La fintech nigériane Chimoney ferme ses portes après un manque de financement
TLDR
- Chimoney, une fintech fondée au Nigéria qui propose des outils de paiement transfrontaliers, cesse ses activités en raison d'un capital insuffisant, ce qui entraîne des processus de remboursement des fonds des clients.
- Fondée en 2022 par Uchi Uchibeke, Chimoney a permis des transactions dans 41 devises, en prenant en charge diverses méthodes de paiement telles que les transferts bancaires, l'argent mobile et les rampes d'accès aux stablecoins.

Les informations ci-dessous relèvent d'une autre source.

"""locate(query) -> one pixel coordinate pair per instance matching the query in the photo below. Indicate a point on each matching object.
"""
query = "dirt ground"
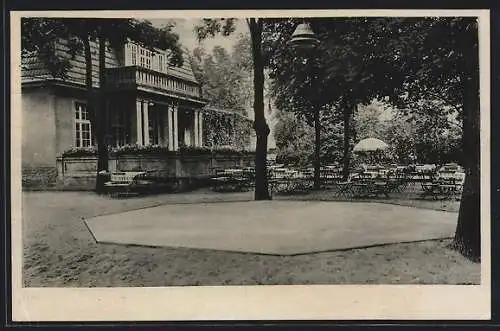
(59, 251)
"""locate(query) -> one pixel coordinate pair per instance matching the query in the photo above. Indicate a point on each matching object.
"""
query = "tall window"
(83, 130)
(155, 126)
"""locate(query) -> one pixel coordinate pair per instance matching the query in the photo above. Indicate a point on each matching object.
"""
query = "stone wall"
(39, 177)
(79, 172)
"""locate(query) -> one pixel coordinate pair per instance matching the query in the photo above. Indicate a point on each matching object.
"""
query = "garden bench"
(122, 182)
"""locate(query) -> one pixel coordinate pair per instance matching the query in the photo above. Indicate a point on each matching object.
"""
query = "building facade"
(149, 103)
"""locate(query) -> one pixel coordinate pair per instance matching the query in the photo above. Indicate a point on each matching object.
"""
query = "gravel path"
(60, 251)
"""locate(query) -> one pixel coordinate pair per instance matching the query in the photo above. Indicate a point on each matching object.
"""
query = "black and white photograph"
(275, 152)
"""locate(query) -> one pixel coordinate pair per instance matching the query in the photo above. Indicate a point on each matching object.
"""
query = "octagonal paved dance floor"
(273, 227)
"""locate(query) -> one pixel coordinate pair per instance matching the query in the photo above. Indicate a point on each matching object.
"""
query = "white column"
(196, 128)
(138, 119)
(200, 128)
(145, 116)
(170, 131)
(176, 128)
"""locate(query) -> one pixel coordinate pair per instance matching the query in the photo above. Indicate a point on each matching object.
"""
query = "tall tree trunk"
(468, 233)
(317, 145)
(101, 117)
(348, 110)
(260, 126)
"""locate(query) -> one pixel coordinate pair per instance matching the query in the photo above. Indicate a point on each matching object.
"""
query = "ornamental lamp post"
(304, 40)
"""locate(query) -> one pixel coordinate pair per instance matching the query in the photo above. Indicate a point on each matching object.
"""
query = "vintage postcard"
(250, 165)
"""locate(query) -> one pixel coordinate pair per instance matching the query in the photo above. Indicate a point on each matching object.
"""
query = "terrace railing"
(133, 77)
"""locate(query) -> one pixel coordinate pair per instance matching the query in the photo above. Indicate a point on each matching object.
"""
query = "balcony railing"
(136, 77)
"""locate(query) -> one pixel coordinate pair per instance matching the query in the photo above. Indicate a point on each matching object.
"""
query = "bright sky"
(185, 29)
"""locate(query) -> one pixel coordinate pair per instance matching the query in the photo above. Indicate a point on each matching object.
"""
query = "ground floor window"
(119, 127)
(83, 129)
(155, 125)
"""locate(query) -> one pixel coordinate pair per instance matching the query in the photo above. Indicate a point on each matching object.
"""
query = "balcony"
(134, 77)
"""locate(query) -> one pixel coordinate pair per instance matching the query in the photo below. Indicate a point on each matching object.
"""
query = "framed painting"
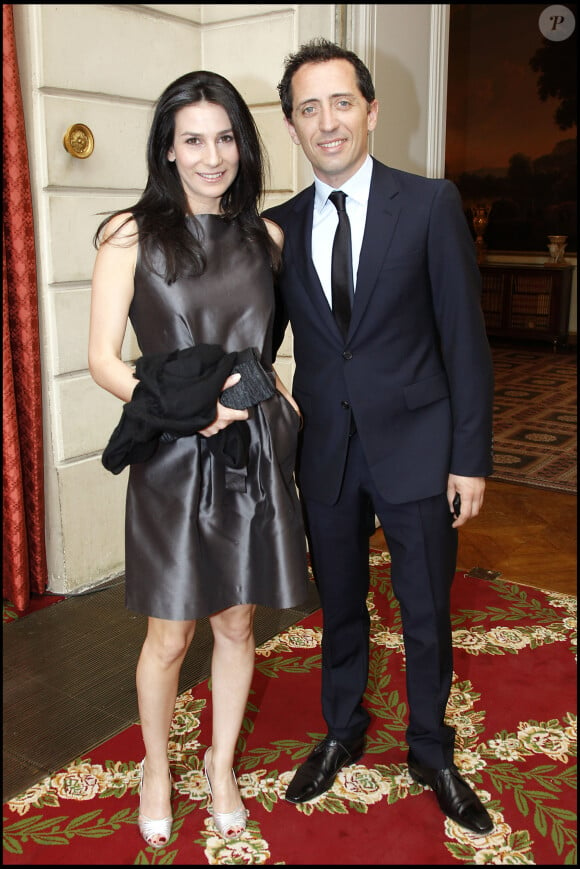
(511, 137)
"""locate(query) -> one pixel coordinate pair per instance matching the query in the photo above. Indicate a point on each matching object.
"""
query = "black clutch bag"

- Malgré une levée de fonds d'environ 280 000 dollars et une tentative d'orientation vers les agents d'intelligence artificielle et les portefeuilles programmables, Chimoney n'a pas pu poursuivre ses activités sans un capital adéquat et a interrompu les nouvelles transactions en avril.
Chimoney, une fintech d'origine nigériane qui construisait des outils de paiement transfrontalier pour les entreprises, a fermé ses portes après avoir échoué à lever suffisamment de capitaux pour continuer à fonctionner.
Dans un courriel daté du 1er mai, la startup basée au Canada a informé ses clients qu'elle avait mis fin aux nouvelles transactions et intégrations et qu'elle avait commencé à rembourser les soldes. "À compter du 1er mai 2026, Chimoney a cessé toutes les nouvelles transactions et intégrations", a déclaré la société. Les clients disposant de fonds peuvent demander des remboursements via un tableau de bord qui restera ouvert jusqu'au 31 août 2026.
Fondée en 2022 par Uchi Uchibeke, Chimoney aidait les entreprises à payer les freelances, les vendeurs et les utilisateurs dans 41 devises. Son API prend en charge les transferts bancaires, l'argent mobile, le temps d'antenne, les cartes-cadeaux et les sorties de stablecoin. L'entreprise a rejoint Techstars Toronto en 2023 et a levé environ 280 000 dollars de fonds divulgués, bien que M. Uchibeke ait déclaré que le financement total, y compris les subventions, était plus proche d'un million de dollars.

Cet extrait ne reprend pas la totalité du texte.